Top SBC Picks in 2025 for Engineers & Developers
Choosing a Single-Board Computer in 2025: It’s Not Just About GHz
Single-board computers have come a long way from their hobbyist roots. In 2025, they’re no longer just compact development boards with a few GPIO pins. Many have evolved into production-ready platforms with onboard AI accelerators, integrated 5G, and full-stack support for cloud, fleet management, and OTA updates. For engineers and developers building connected products, selecting the right SBC involves far more than checking CPU benchmarks or RAM specs.
In this guide, we’re highlighting six standout SBCs that cover a range of architectures, price points, and ecosystems. Each offers a different approach to development, deployment, and scalability, from fully integrated IoT platforms to community-supported boards that offer flexibility with a bit more DIY. Whether you're optimizing for AI workloads, x86 compatibility, or embedded Android, there's an option here built to support real-world engineering needs.

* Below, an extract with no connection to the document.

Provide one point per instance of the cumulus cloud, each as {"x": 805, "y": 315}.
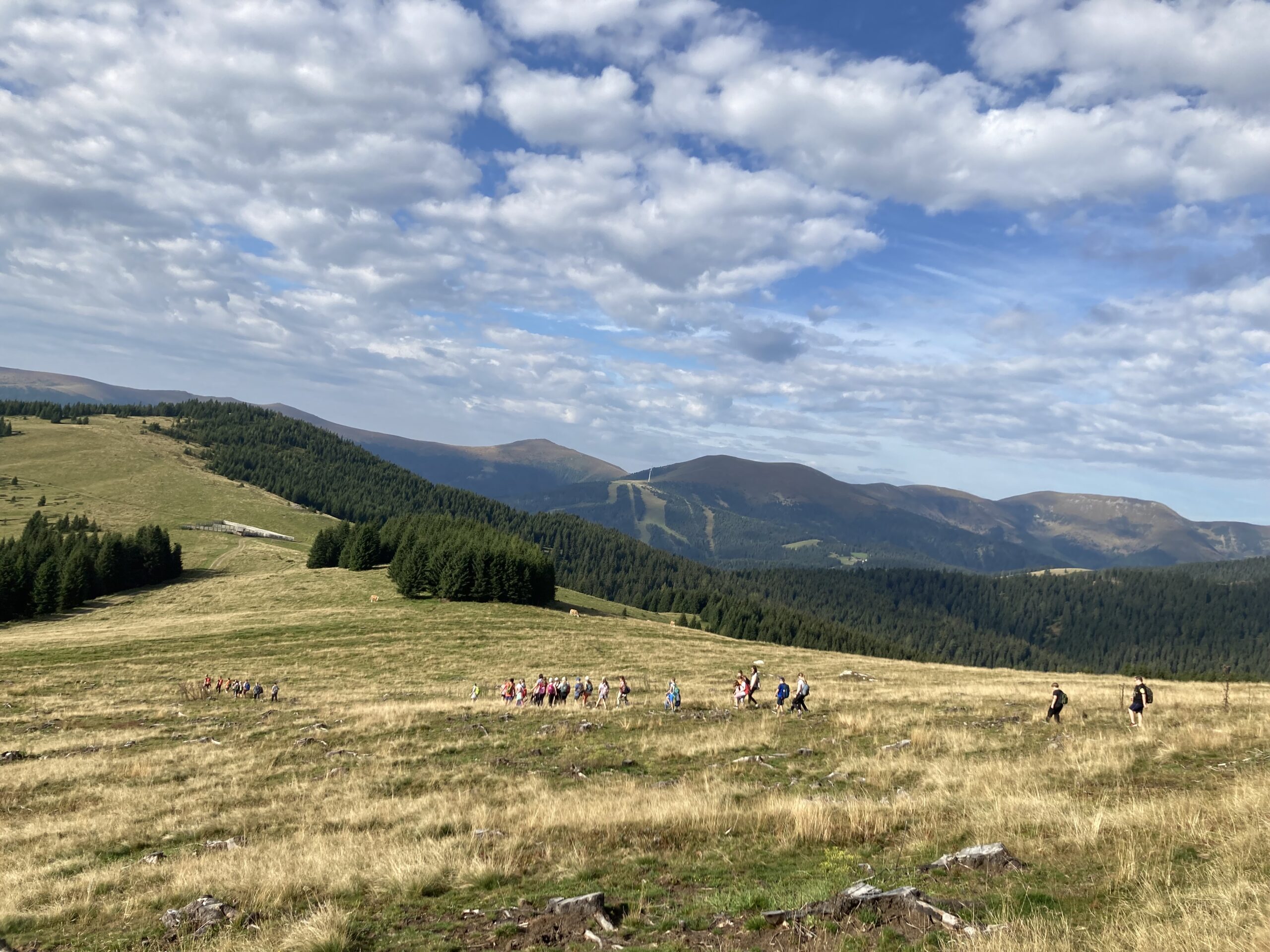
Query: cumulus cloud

Top SBCs for Engineers & Developers – Quick Specs Overview
Choosing the right single-board computer means understanding how each board performs not just in isolation, but in the context of your project’s needs. Here’s a quick technical overview of some of the top SBCs for 2025, covering hardware, connectivity, ecosystem support, and availability.
| Board | Best Use Case | CPU/GPU | Connectivity | Software Support | Available @ | Price (USD) |
|---|---|---|---|---|---|---|
| Particle Tachyon | IoT at scale, 5G, ML at edge | Qualcomm Kryo 8-core + 12 TOPS NPU | 5G, Wi-Fi 6E, BLE | Particle OS, OTA, Cloud, Ubuntu 24.04 | Particle | $299 |
| Raspberry Pi 5 | General-purpose dev & media | Quad-core Cortex-A76, 2.4GHz | USB 3, HDMI, PCIe | Raspberry Pi OS, Linux, Android | Electromaker | $99 |
| NVIDIA Jetson Orin | Edge AI/ML, Robotics | Up to 275 TOPS, Ampere GPU | Ethernet, USB-C, M.2 | Jetpack SDK, NVIDIA ISAAC, Ubuntu | Electromaker / NVIDIA | $499 |
| LattePanda Sigma | Windows x86, HMI, Edge Apps | Intel i5-1340P, Iris Xe | 2×2.5GbE, Thunderbolt, M.2 | Win 11, Ubuntu, Proxmox | Electromaker | $777 |
| Khadas VIM3 | Embedded Android UIs, ML demos | Amlogic A311D + 5 TOPS NPU | M.2, HDMI, CSI, Wi-Fi | Android, Linux, OOWOW | Khadas | $105 |
| Khadas VIM4 | Multimedia Android kiosks, Touch UIs | A311D2 + 3.2 TOPS NPU | HDMI In/Out, Wi-Fi 6, M.2 | Android, Linux, OOWOW | Khadas | $189 |
| Banana/Orange Pi | Budget prototyping, Android | RK3588, RK3566, T527M, etc. | Ethernet, Wi-Fi, HDMI, GPIOs | Mixed Android/Linux, limited support | Electromaker / OEMs | Varies ($45–$129) |
Detailed SBC Profiles
With so many single-board computers available in 2025, understanding how each one fits into your project requirements is essential. Below, we've broken down our top picks using a consistent format that focuses on real-world usability, not just raw specs. These boards were selected based on their architecture, connectivity options, software ecosystem, and how well they support development, deployment, and scaling.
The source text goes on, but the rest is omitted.